One of the tires has two holes, one is actually a small cut. The other tire has three holes, the biggest one is roughly 3/8". All of these holes are either in the middle of the sidewall or close to the rim.

I removed the tires from the rims to vulcanize patches from the inside. The trick to being successful with this is to use a die-grinder to properly rough-up the shiny inside surface and remove the 'dimples' if your tire has them on the inside.

I had to re-do one of the patches, 100% success on the first try just wasn't in the cards. All the repaired holes hold air now, I've put lots of miles on them since.

One thing that might be making the difference is that I use a high tire pressure, usually 9-10 psi. The high pressure will help minimize sidewall flex, but if you're a rock crawler you might not have success because lower tire pressures are better for rock crawling.

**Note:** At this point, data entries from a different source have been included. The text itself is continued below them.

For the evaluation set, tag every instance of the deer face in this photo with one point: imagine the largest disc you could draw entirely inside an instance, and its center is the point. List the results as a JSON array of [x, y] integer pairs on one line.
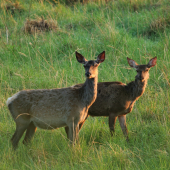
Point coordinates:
[[91, 66], [142, 70]]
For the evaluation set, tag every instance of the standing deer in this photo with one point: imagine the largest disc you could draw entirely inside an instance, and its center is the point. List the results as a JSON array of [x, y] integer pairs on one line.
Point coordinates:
[[54, 108], [116, 99]]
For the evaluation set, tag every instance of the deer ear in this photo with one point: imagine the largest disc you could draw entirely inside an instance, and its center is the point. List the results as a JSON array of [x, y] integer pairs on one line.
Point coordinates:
[[152, 62], [80, 58], [101, 57], [132, 63]]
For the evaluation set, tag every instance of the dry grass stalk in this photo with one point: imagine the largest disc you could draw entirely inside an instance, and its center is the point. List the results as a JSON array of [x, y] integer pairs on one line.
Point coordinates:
[[39, 25], [13, 7]]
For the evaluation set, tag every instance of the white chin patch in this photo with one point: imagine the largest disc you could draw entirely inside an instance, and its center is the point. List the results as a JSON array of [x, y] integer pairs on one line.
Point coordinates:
[[10, 99]]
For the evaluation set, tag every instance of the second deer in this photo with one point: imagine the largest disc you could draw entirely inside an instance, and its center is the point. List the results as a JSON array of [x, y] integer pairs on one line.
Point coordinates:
[[54, 108], [116, 99]]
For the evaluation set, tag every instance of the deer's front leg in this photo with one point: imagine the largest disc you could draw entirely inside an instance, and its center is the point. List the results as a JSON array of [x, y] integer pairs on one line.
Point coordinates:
[[122, 121], [112, 121]]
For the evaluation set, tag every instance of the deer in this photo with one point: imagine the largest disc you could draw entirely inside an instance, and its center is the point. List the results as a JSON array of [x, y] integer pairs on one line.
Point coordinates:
[[116, 99], [54, 108]]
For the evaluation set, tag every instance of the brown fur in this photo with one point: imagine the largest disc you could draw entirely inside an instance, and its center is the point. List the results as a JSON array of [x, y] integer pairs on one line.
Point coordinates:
[[115, 99], [54, 108]]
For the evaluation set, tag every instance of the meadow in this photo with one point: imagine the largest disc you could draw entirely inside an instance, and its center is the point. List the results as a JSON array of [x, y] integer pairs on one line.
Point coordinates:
[[138, 29]]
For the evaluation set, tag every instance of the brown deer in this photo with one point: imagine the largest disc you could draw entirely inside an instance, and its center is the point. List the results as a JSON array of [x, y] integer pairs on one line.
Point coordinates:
[[54, 108], [116, 99]]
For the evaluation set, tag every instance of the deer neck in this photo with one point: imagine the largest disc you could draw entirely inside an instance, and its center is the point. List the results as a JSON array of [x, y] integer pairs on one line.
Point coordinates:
[[136, 88], [89, 91]]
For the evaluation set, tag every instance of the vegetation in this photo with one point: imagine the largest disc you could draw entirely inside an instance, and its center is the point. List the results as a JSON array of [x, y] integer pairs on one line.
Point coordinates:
[[138, 29]]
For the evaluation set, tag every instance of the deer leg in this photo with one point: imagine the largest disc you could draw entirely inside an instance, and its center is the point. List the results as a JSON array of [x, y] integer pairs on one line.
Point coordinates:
[[122, 121], [73, 131], [112, 121], [20, 129], [80, 126], [29, 133]]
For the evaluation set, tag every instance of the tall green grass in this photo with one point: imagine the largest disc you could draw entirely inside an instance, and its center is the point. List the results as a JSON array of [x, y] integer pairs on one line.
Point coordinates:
[[138, 30]]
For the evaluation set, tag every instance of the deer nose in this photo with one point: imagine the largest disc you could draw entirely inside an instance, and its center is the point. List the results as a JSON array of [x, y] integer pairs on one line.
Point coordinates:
[[87, 74]]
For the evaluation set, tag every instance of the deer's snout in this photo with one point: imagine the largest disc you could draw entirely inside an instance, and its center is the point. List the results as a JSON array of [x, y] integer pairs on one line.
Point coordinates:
[[88, 74]]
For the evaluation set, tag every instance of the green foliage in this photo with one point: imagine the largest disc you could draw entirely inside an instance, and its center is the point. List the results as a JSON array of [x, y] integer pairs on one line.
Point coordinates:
[[134, 29]]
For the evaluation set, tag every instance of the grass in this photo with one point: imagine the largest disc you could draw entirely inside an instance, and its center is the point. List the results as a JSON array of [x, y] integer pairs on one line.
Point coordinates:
[[138, 30]]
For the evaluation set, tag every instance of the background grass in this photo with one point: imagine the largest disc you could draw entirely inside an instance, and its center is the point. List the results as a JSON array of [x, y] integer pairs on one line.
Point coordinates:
[[134, 29]]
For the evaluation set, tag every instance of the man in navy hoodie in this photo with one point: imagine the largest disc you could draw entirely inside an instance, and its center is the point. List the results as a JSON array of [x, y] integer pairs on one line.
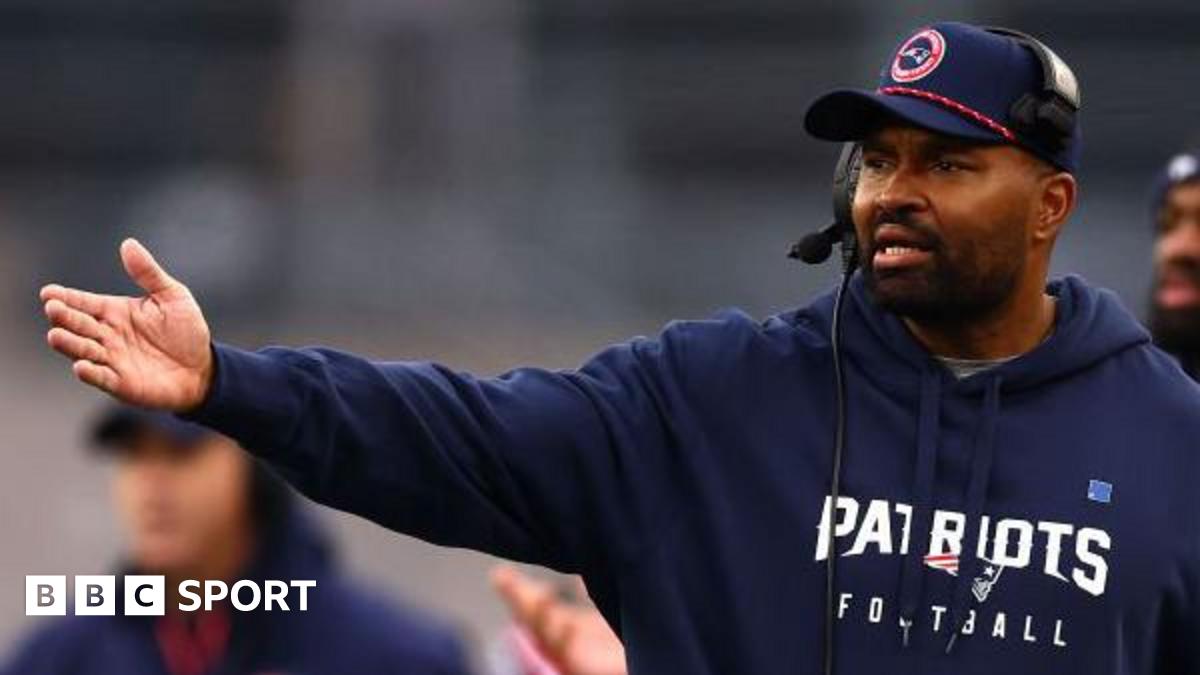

I would never attempt fixing sidewalls on my road vehicle.

I shopped around for the tire slime products... I wanted some on-trail protection. Won't work for a huge gash though. Some slime-type products freeze, some need to be replaced every 2-3 years, most claim to seal 1/4" holes and some claim 3/8".

Then I found the one to get... It was at my Cat dealer, it was the Arctic Cat brand of slime. It is 'permanent', doesn't freeze, doesn't need regular replacement intervals, and claims to seal punctures up to 1/2"!!!

OK, after shopping around, I already knew the others didn't have it all! So I bought the Arctic Cat stuff. Seals up to 1/2"!!! I was sold.

I balanced the tires before I put the stuff in, the wheels are smoother now at high speeds even with the slimey stuff.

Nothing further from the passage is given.